En conclusion, je voudrais faire quelques observations d'ordre général. Je déplore la lenteur du processus de ratification de ces accords. Signés les 1er et 2 décembre 2009, ils n'ont été déposés sur le bureau de l'Assemblée nationale que le 1er août 2011 (soit 19 mois après leur signature), inscrits à son ordre du jour en décembre et adopté le 9 février 2012, ils ne sont inscrits à l'ordre du jour du Sénat qu'en février 2013. Il est regrettable que les projets de loi ne puissent être déposés sur le bureau des assemblées rapidement après leur signature. La rédaction du dispositif du projet de loi ne paraît pas devoir prendre un temps aussi long, quant à l'étude d'impact, on peut espérer que l'ensemble des éléments est réunie avant la signature de l'accord et constitue un outil d'aide à la décision du ministre signataire.

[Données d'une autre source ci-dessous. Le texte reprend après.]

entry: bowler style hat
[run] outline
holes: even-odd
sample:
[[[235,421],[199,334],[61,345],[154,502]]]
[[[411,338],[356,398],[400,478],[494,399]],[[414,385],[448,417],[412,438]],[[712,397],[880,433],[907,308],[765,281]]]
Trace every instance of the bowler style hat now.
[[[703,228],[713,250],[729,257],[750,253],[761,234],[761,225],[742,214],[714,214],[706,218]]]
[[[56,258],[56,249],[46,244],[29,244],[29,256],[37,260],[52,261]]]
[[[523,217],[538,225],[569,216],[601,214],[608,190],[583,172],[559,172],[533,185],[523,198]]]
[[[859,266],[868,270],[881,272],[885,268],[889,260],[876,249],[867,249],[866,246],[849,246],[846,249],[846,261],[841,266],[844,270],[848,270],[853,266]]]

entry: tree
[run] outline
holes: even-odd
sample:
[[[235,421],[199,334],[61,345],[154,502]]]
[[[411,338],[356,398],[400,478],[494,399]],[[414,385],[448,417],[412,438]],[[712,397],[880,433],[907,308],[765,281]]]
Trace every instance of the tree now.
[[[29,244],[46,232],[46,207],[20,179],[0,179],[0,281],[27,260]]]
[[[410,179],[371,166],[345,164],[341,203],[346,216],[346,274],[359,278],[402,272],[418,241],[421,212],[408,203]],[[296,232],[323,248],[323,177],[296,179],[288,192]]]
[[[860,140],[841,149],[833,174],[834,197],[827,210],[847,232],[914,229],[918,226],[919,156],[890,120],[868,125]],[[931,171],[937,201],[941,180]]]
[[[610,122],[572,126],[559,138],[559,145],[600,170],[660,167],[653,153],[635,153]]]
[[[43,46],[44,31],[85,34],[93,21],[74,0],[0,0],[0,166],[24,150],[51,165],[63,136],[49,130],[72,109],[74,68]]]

Fort heureusement, cette lenteur n'a pas empêché leur mise en oeuvre partielle notamment les volets relatifs à la promotion des études et aux bourses, puisque des conventions ont été signées dès 2010 par le ministère de l'immigration, intégration, identité nationale et du développement solidaire avec Campus France. Pour autant, je m'interroge sur l'utilité de soumettre à l'approbation du Parlement des dispositions qui sont entrées en vigueur avant la promulgation des projets de loi de ratification. Que se passerait-il si nous rejetions ces projets de loi ?
Tout ceci milite pour que les accords soient soumis à ratification dans des délais plus rapides d'autant que la simplification de la procédure d'examen au Parlement constitue d'ores et déjà une facilité pour accélérer la procédure de ratification.
Sous réserve de ces observations, et ne souhaitant pas allonger à l'excès une procédure qui a déjà pris suffisamment de retard, je vous propose de donner un avis favorable à l'adoption par le Sénat des deux projets de loi et recommande leur examen en séance publique sous forme simplifiée.
Suivant l'avis du rapporteur, la commission adopte les deux projets de loi et propose leur examen sous forme simplifiée en séance publique.